Arnold & Porter Secures Victory For Client In Criminal Healthcare Fraud Trial
WASHINGTON, DC, December 2, 2015 -- After a five-week criminal trial involving what was once a sweeping federal healthcare fraud indictment against a prominent D.C.-area surgeon, Arnold & Porter LLP convinced a jury to unanimously acquit the surgeon on all outstanding charges. The trial was one of the first attempts by the U.S. Department of Justice to bring a criminal prosecution to enforce its interpretation of Medicare’s “incident to” and “anti-markup” billing regulations.
In August 2014, the government brought a 60-count indictment in the U.S. District Court for the Eastern District of Virginia, based on conduct occurring between 2009 and 2012. The case was assigned to U.S. District Judge Gerald Bruce Lee in the Alexandria Division. In addition to allegations of health care fraud, this original indictment included charges of aggravated identity theft and obstruction of justice. After the district court granted numerous pretrial evidentiary motions in the surgeon’s favor, however, the prosecution appealed to the U.S. Court of Appeals for the Fourth Circuit. In 2015, following the appeal, the prosecution obtained a superseding indictment that dropped ten fraud counts and the obstruction of justice charge.
Trial commenced in October 2015. The evidence featured hundreds of exhibits and testimony by three dozen witnesses, including three physician experts. At the close of the evidence, the trial court granted the defense’s Rule 29 motion for acquittal on all six counts of aggravated identity theft.
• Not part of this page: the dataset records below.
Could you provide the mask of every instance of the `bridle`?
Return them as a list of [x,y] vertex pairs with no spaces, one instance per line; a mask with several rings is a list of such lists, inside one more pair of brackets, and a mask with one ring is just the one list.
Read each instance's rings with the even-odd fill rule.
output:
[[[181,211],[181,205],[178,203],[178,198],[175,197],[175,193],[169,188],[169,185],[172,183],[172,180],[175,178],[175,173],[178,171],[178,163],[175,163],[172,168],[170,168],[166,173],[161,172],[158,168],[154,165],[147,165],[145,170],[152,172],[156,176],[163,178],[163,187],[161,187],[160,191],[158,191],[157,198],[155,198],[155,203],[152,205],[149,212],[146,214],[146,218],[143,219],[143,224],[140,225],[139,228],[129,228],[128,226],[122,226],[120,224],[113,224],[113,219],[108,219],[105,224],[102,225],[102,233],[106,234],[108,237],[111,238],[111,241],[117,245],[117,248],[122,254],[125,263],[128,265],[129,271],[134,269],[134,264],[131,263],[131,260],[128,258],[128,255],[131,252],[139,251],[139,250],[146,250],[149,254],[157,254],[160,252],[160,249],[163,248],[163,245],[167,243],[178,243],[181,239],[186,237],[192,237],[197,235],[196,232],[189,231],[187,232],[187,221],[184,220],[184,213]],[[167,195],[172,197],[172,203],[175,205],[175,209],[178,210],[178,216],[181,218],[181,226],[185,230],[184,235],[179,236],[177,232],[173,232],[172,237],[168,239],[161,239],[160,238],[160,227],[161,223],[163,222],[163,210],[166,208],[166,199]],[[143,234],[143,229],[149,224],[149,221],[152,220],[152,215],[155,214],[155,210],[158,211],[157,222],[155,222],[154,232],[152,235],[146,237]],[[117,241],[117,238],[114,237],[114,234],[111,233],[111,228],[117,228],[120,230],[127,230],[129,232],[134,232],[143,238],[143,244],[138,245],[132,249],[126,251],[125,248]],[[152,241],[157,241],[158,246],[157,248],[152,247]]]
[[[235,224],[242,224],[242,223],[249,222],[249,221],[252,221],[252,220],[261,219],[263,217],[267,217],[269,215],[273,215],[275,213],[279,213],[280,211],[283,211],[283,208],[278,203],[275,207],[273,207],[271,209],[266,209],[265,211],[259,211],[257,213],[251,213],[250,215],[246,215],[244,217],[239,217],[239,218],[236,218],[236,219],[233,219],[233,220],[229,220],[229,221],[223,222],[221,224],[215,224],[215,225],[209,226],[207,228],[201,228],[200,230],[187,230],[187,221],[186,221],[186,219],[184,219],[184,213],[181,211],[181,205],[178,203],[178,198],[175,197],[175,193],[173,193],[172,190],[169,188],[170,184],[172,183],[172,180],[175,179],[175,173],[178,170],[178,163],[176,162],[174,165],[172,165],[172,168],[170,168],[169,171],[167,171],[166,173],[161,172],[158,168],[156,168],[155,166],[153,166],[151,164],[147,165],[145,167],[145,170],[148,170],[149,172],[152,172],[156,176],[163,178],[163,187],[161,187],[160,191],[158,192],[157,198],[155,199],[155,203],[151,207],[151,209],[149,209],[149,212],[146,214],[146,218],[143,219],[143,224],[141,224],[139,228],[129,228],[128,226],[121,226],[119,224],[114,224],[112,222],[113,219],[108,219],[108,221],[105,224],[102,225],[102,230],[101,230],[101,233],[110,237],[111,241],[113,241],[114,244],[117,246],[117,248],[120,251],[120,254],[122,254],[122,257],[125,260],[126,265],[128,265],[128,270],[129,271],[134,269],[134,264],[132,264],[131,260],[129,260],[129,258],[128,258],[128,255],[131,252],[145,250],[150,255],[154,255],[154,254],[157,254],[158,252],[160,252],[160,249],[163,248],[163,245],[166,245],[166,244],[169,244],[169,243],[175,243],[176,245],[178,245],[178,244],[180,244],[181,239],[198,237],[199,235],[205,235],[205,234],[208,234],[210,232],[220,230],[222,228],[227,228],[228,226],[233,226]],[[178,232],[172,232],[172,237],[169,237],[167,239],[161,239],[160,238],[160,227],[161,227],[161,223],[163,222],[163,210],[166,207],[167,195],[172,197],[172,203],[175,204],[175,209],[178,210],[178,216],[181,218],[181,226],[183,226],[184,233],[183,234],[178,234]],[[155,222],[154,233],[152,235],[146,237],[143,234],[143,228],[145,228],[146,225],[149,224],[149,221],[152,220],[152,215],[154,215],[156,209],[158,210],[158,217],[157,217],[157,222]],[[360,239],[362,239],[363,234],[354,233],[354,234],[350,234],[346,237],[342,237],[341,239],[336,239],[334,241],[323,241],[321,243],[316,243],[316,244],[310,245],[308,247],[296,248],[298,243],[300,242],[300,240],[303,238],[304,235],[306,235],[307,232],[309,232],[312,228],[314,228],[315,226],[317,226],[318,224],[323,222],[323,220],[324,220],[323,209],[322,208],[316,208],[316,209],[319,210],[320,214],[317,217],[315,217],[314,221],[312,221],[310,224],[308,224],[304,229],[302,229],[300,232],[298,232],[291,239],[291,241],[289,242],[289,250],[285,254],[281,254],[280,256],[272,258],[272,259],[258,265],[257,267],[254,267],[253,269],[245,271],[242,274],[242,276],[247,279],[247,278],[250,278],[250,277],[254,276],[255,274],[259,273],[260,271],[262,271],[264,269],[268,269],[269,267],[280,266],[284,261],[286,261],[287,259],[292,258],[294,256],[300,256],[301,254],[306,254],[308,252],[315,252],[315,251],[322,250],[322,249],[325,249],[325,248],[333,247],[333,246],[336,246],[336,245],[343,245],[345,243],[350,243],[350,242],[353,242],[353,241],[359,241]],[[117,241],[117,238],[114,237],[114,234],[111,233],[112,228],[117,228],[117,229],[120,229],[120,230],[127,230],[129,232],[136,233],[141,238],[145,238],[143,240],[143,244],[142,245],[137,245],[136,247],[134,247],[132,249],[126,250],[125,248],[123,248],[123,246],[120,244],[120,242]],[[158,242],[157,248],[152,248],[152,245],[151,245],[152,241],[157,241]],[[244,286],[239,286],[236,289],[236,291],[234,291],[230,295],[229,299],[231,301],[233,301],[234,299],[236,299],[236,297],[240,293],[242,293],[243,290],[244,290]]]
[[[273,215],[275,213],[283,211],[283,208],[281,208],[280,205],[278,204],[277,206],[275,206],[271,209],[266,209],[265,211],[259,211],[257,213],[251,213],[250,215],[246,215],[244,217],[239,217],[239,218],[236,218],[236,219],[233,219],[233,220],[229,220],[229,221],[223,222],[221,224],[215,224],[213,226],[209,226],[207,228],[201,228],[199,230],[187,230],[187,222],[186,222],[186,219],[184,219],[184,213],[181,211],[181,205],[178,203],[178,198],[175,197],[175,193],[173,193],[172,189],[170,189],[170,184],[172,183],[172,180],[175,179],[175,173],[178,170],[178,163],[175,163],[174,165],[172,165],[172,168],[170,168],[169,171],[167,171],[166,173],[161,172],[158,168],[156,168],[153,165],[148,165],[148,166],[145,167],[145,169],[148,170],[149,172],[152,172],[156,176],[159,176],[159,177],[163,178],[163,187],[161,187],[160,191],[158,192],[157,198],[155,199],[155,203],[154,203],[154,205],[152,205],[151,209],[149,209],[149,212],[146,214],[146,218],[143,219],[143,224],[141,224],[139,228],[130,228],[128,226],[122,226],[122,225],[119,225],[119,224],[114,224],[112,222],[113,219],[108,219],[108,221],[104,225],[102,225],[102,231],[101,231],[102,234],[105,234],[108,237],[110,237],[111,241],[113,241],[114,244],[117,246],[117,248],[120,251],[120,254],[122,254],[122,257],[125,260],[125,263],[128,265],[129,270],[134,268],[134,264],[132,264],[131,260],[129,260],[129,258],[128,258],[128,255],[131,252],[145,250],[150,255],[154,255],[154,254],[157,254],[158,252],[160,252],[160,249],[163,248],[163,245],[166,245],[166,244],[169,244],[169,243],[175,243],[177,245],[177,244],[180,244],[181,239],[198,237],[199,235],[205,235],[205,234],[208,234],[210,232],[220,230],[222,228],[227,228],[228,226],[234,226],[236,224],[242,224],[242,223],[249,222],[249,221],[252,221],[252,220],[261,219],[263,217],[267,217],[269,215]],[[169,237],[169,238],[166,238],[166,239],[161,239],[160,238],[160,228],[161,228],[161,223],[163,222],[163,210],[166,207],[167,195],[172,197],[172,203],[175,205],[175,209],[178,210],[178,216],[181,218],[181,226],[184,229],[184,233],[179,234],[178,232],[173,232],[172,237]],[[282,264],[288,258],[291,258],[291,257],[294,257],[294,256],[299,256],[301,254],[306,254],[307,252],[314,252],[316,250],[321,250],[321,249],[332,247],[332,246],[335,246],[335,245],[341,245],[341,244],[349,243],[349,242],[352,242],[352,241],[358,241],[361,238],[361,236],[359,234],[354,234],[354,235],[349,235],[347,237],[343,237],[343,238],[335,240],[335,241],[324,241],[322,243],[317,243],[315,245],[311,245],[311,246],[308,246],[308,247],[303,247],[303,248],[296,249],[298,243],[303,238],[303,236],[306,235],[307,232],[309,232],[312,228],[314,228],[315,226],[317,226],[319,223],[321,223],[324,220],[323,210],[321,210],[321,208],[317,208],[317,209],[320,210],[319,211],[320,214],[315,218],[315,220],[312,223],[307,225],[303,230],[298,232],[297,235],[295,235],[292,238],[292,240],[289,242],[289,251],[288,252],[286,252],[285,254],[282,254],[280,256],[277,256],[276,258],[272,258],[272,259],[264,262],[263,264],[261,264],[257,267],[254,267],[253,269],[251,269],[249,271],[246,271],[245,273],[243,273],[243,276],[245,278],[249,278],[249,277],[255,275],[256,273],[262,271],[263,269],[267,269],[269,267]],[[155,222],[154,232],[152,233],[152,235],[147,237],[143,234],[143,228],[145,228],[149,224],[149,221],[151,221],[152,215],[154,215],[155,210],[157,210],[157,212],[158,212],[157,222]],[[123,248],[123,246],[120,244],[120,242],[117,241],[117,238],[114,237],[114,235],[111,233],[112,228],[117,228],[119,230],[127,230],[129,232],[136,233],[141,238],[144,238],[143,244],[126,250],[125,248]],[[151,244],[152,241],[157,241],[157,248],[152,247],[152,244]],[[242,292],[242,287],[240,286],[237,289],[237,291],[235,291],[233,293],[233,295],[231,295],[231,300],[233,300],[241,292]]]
At that time, the prosecution also dismissed multiple fraud counts after it was revealed that the government had possessed relevant exculpatory evidence for several years.
The jury then deliberated on the remaining 41 counts that charged the surgeon with executing a scheme to defraud Medicare, Tricare, and several private healthcare insurers. These remaining counts alleged (1) that unnecessary surgeries to remove skin cancer were performed; (2) that services performed by medical assistants “incident to” the surgeon’s services were billed under the surgeon’s provider number instead of the supervising practitioner’s number; and (3) that consultation services by an independent contractor physician were billed at amounts higher than permitted under the “anti-markup” statute related to diagnostic testing.
At trial, the prosecution had argued that the surgeon falsely diagnosed elderly patients with cancer so that he could perform unnecessary surgery. However, an expert pathologist from the University of Chicago’s medical school explained to the jury that these patients actually did have cancer, and that the non-cancer diagnoses offered by the government’s witnesses were incorrect and, in some instances, “unreasonable.” Additional testimony and evidence throughout the trial emphasized the complexity and ambiguity of the “incident to” and “anti-markup” billing requirements.
Arnold & Porter’s trial team consisted of Kirk Ogrosky and Murad Hussain, both of whom are members of the Firm’s White Collar and FDA/Healthcare Groups. Arnold & Porter’s co-counsel included lawyers from Schulte Roth & Zabel LLP.